Aug. 14 is the 75th anniversary of the start of Social Security. Its existence shows that our government can do some things well.
As a retiree who adovcates for senior rights and benefits, I visit senior centers, churches, and retiree facilities to help senior citizens understand Social Security and what it does for older Americans.
Social Security has been the lifeblood of people age 65 and older. Without monthly Social Security payments, nearly half of Americans over 65 would live in poverty.
About 160 million workers contribute to Social Security through payroll tax. According to the Alliance for Retired Americans, 53 million Americans receive monthly benefits, 34 million receive retirement benefits and 4.3 million get surviving-spouses' benefits. Another 9 million disabled workers and their dependents, and 6.5 million children under 18, also receive benefits.
Help us celebrate this successful government program, which is run by fine people who care about senior citizens.
Expiring tax cuts will hike taxes
Allowing the Bush tax cuts to expire is equivalent to raising taxes (“Care on tax cuts,” editorial, Aug. 1).
Only money in the private sector grows the economy. Money in the public sector shrinks the economy. A drop in tax rates stimulates the economy and increases tax revenues.
Car aid makes it hard to back TPS
Toledo Schools Superintendent Jerome Pecko is driving his new Jeep Liberty while he touts Toledo Public Schools' 7.8-mill levy on the November ballot to hard-hit taxpayers, many of whom have lost their jobs, their homes, and their dignity.
It's a slap in the face to read that not only does he get a salary of $175,000 a year, plus benefits, he also gets a $500 a month car allowance (“TPS chief vows changes if levy wins,” Aug. 3).
Why would anyone who earns $175,000 a year need a $500 a month car allowance funded by a struggling school district?
Rangel will get wrist slapped
U.S. Rep. Charles Rangel (D., N.Y.) faces charges and a possible trial before the House Ethics Committee (“Panel urges reprimand for Rangel's behavior,” July 31).
The latest report is that there is a deal in the works so he can avoid the embarrassment of a disastrous end to his career. That says a lot about Congress.
I want to make a prediction: Mr. Rangel will get a slap on the wrist, will not be tried on the charges against him, and will be re-elected. That's the way it is done in Washington.
John J. Burkhart
Whitmer ‘nation' boasts diversity
How desperate has The Blade become, to put an unfounded allegation against a local high school coach on the front page (“Basketball coach faces accusations of bias,” Aug. 1)?

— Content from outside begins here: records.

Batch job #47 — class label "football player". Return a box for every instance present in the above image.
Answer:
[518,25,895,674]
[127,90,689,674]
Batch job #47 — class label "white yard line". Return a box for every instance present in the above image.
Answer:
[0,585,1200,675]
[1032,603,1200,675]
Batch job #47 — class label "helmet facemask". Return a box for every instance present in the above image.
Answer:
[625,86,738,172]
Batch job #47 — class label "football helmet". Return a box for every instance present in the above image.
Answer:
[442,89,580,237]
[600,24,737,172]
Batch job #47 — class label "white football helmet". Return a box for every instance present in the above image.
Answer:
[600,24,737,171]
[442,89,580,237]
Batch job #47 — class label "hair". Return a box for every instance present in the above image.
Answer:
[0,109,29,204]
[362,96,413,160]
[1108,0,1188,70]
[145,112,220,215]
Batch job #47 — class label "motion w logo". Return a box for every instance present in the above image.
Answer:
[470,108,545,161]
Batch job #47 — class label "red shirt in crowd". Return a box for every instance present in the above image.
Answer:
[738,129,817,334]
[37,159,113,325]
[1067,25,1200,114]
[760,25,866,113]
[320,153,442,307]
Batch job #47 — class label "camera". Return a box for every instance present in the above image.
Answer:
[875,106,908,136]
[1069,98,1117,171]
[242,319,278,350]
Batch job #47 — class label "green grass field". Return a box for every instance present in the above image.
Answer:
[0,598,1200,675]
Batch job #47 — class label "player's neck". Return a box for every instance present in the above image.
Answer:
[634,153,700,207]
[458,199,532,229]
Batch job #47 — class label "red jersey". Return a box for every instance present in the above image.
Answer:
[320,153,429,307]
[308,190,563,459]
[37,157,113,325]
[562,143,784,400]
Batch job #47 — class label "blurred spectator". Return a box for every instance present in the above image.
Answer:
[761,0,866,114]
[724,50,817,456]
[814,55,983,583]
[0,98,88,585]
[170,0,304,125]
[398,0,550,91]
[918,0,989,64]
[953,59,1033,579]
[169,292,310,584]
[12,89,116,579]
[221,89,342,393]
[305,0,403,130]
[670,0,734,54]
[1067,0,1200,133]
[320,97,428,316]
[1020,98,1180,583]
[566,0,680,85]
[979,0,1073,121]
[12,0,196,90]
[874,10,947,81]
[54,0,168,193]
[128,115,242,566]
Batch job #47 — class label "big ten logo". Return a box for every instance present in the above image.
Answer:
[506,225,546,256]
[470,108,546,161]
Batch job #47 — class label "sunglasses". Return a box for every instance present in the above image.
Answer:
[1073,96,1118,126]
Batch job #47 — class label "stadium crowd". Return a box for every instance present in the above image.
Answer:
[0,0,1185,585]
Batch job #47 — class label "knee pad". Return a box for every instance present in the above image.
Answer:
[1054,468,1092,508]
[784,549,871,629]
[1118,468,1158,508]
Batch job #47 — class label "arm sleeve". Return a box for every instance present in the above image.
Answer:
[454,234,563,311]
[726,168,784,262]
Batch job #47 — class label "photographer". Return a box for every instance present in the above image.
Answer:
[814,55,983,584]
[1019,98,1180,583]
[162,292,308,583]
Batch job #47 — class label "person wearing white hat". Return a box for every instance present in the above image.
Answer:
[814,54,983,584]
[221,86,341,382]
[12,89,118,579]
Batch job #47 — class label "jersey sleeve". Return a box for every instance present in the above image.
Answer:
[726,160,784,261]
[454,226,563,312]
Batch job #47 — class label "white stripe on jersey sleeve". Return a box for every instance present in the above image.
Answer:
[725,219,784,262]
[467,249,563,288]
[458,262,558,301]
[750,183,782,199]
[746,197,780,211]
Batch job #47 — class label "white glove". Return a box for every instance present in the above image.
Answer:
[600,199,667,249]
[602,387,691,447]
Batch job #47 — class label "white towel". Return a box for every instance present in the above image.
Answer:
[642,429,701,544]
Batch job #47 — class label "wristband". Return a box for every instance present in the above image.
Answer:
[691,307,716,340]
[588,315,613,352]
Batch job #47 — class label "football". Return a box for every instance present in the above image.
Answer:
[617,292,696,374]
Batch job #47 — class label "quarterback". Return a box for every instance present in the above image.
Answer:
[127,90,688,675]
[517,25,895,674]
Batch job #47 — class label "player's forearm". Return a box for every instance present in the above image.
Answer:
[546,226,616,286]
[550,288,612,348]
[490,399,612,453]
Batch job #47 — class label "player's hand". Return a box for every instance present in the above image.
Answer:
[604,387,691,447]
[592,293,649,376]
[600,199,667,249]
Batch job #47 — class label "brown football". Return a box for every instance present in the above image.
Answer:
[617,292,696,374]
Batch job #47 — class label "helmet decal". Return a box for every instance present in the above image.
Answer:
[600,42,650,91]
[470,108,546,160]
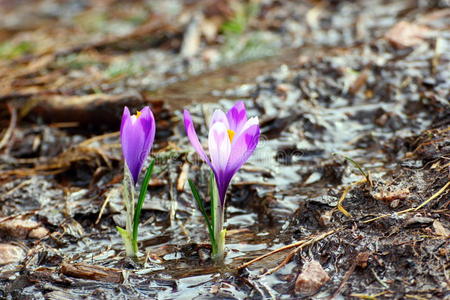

Washington Local Schools is financially solvent, has an excellent rating, and is composed of hundreds of dedicated teachers, coaches, and administrators who do an outstanding job. They don't deserve an unfounded cheap shot that reflects on their efforts. I believe an apology is due.
If you would like to witness a model of true ethnic diversity, spirit, and cooperation from an entire community, I invite you to be a part of Whitmer Nation at Memorial Stadium on opening night of the 2010 football season at 7 p.m. on Aug. 27.
Volt cost is out of reach for many
It was unsurprising to see mainstream media hailing President Obama's recent visit to Detroit-area manufacturing facilities and his declaration that because of the bailout by his administration, the auto industry has been revived and critics must acknowledge they were wrong (“President rallies Detroit autoworkers, touts bailout,” July 31).
General Motors has developed the Chevrolet Volt, which, in combining electrical power with the standard gasoline-powered engine, will operate in a more environmentally friendly manner.
When the idea was first touted by former GM executive Bob Lutz, it was estimated the car would sell in the high $20,000 range. A few years later, the price tag is $41,000, with a $7,500 government rebate.
Unsubsidized, fuel-efficient models such as the Ford Focus, Honda Civic, and Toyota Corolla all sell for about half the proposed price of a Volt.
Automakers such as Volkswagen have used the combustion engine with turbochargers for the past several years. This system, while increasing engine and miles-per-gallon efficiency, also reduces emissions.
Along these lines, Ford is introducing an Eco-Boost engine in its models at a price significantly less than what GM proposes for the Volt.
For the sake of General Motors' long-term financial prosperity, after it pays back all the loaned money, I hope it can stand on its own. However, the $41,000 Volt with a government rebate may not be the answer this administration wants to see.
Don't be surprised in a few years if you see most Volts driving down the road with government license plates on them.
Only savvy investors, please
Your Aug. 3 article “Analysts urge shift to First Solar options” stated that JPMorgan Chase & Co. recommended selling First Solar Inc. common stock and using those proceeds to purchase $125 December call options.
The buyer of a call option has the right to buy 100 shares of the underlying stock (in this case First Solar) at the stated exercise price ($125) at any time before the option expires — in this case, Dec. 17.
The difference between owning shares of common stock and owning option contracts is the time limit.
If Dec. 17 rolls around and the price of First Solar is trading below $125, the investor will lose all of the money used to purchase those call options.
Buying call options is not for everyone, and in fact should only be done by sophisticated investors who are willing to speculate.
Recapture the SJJ spirit
We wonder what happened to St. Ignatius' motto of “man for others” at St. John's Jesuit High School and Academy.
All four of our sons and three of our grandsons graduated from SJJ. We have known Andy Babula as an outstanding teacher and role model whose integrity is beyond reproach (“Teachers question St. John's actions,” July 5).
We are concerned that recent events contradict the motto that drew us to St. John's Jesuit.
We hope that this Jesuit ideal is the driver of future decisions, so we can again respect the school we supported and loved.
Bruce and Betty Lemon
Dissect the modern way
Though animal dissection is a thing of the past, it is still being practiced in local schools. There are alternatives to dissecting animals in high school science classes. They include computer software, videodiscs, and models.
Digitally simulated dissections are humane, environmentally friendly, and cheaper than buying animal cadavers for every student.